Residence – a country may tax the income of anyone who lives there, regardless of citizenship or whether the income was earned in that country or abroad

Source – a country may tax any income generated there, regardless of whether the earner is a citizen, resident, or non-resident

Citizenship – a country may tax the worldwide income of their citizens, regardless of whether they reside in that country or not

For the internationally mobile, the tax position across different countries will be an important concern. But the amount of tax they pay is also of interest to the relevant tax authorities. The simple rule is, the more you pay, the more interesting it becomes – for both sides.

Most countries use residence and/or source criteria when determining if a person should be subject to taxation. The US, and to a lesser extent some other countries,7 are notable exceptions.

The place of residence for tax purposes or tax residence is therefore important in determining how you are taxed. If you have connections with, and spend long periods in, more than one country, there may be uncertainty about whether such connection or time spent in different jurisdictions does not make you tax resident in more than one place. The question of tax residence is very important for internationally active people, because getting it wrong can be expensive and time-consuming to resolve.

Other than the number of days spent in a country – which is perhaps the most important factor – a wide range of personal, business, property, economic and social connections must also be considered to determine ‘tax residence’.

In many countries, the laws and regulations are ambiguous, except for minimum thresholds (i.e. below a certain number of days of presence in the country – with anywhere between 10 and 90 days a year, you are generally safe and would normally not be deemed resident for tax purposes, depending on the country), and there is generally no clear guidance on the relevant weight of each factor.

Factors that can play a role include:

•Where your spouse lives (if you are married)

•Where your children live (if you have children)

•Where you have accommodation available for your use (i.e. where you own or rent homes)

•Whether or not you were tax resident in previous years

•Whether or not you carry out full-time work somewhere outside the country (i.e. you have a full-time job and workplace outside the country)

•Whether you are doing any work in the country (even if just a few days per year)

•Whether you spend more days in the country in any tax year than in any other single country

•What social ties you have in the country, memberships in clubs and societies etc.

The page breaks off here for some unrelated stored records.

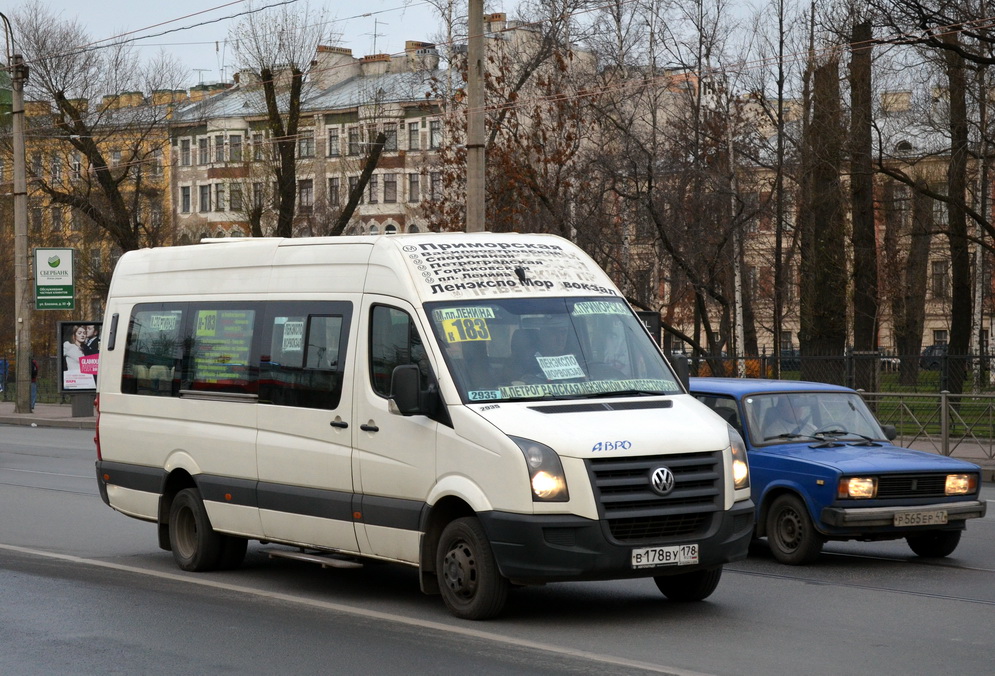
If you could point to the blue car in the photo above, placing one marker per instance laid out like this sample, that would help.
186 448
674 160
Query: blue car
823 468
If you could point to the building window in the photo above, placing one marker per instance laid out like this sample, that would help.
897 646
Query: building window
205 198
235 201
333 142
305 195
56 169
333 192
258 148
353 180
413 182
940 279
435 186
235 147
305 143
374 189
434 134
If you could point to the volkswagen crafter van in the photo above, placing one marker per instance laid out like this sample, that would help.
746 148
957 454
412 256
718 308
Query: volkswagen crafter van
486 408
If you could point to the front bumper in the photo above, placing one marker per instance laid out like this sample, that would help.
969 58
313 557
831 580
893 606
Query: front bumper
533 549
869 517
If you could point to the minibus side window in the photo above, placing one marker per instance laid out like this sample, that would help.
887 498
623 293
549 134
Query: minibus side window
394 341
153 351
219 349
302 360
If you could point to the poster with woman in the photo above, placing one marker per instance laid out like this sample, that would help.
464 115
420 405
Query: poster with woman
79 353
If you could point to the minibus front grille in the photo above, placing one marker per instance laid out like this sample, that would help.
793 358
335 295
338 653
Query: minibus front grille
635 512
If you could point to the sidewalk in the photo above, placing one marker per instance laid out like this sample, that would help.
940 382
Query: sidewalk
46 415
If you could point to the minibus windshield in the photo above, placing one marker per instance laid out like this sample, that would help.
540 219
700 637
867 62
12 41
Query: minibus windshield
548 348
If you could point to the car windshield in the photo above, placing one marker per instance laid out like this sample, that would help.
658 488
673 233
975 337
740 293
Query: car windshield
789 416
544 348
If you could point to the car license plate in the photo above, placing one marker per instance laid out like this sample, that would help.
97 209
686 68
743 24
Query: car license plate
650 557
931 518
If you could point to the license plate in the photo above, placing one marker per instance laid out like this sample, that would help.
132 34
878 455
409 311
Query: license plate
932 518
650 557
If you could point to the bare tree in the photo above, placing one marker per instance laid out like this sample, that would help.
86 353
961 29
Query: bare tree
278 45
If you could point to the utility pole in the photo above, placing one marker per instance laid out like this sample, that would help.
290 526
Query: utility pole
475 211
22 285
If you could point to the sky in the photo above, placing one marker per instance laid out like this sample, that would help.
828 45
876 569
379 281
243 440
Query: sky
367 27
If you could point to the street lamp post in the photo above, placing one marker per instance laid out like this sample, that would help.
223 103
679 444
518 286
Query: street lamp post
22 285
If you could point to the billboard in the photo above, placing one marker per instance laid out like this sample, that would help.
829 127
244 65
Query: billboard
79 352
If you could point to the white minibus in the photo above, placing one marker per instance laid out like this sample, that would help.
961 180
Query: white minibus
484 407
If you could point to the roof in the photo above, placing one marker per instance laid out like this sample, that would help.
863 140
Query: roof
740 387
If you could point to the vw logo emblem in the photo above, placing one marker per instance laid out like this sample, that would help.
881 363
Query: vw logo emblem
662 480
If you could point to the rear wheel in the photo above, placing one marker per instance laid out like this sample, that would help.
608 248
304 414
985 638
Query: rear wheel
195 545
790 534
695 586
934 544
471 585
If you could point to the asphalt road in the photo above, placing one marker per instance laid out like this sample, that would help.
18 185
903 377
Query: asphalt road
85 590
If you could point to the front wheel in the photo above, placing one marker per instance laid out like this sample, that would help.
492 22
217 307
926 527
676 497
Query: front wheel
790 534
694 586
471 585
934 544
196 546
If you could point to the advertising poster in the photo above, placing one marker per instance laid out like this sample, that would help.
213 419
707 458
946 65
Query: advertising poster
79 353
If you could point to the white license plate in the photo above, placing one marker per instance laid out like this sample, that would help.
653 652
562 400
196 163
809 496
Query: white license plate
931 518
650 557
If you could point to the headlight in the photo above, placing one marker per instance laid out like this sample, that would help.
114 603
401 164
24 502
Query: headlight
545 471
858 488
961 484
740 466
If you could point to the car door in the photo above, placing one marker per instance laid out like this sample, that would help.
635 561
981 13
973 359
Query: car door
395 456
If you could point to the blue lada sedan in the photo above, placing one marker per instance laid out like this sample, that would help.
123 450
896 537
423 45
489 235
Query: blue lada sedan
823 468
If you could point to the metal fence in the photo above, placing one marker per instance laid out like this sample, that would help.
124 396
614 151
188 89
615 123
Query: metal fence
49 375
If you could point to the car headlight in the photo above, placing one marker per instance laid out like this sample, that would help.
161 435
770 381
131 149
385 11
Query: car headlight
545 471
961 484
740 466
858 488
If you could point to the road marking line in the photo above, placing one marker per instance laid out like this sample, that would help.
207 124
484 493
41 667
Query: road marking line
369 614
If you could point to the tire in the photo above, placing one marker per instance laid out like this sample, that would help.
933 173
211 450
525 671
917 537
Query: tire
695 586
790 534
934 544
471 585
195 545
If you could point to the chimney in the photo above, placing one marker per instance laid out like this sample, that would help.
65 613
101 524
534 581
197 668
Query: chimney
332 65
375 64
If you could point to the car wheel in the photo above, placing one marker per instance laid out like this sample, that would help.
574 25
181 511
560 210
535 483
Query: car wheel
694 586
471 585
790 534
934 544
195 545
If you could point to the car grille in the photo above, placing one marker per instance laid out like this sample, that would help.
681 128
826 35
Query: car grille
912 486
635 512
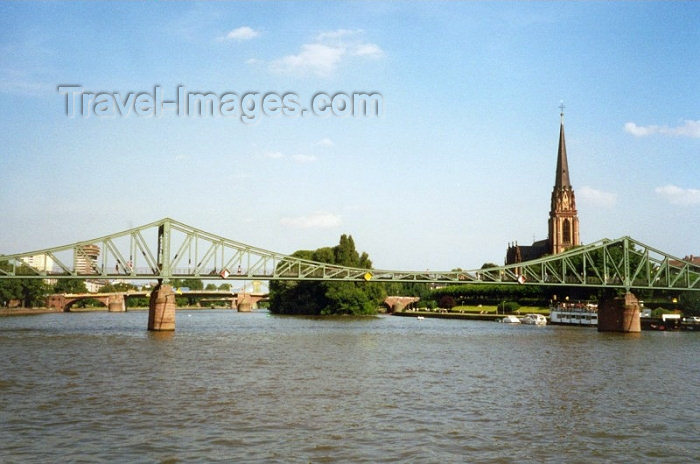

By choosing a country with a mild tax climate for a main residence, a taxpayer can considerably reduce his burden legally and effectively without the need for complex tax planning. Belgium, Croatia, Hong Kong, Malta, Monaco, Singapore, St. Kitts and Nevis, Switzerland, and the UK, to name a few, are attractive destinations in this respect. So a change of residence may well be worthwhile not only as a lifestyle choice but also from the standpoint of taxation.

A move will either have tax advantages and tax savings or it can create a greater tax burden, depending on the jurisdiction. It is therefore imperative to establish the tax implications prior to changing residence. Interesting scenarios could arise that one would not ordinarily be aware of. Most sensibly, one should consult a tax advisor who is versed in the tax laws of both countries.

A trend which we see with tax authorities around the world is that they check not only how long you are resident in a particular country, but also whether you may be spending more days in their country than in any other single country. In other words, even if you spread out your presence globally across several jurisdictions, and say you are spending your year in six different countries with 80 days, 70 days, 60 days, 75 days, 10 days and 65 days in each, then it could be that the tax authorities of the country you spend 80 days could still deem you tax resident (in practice of course only if you have some other connection there), even if you are well below the normal threshold for that country but simply because you spent even less time elsewhere.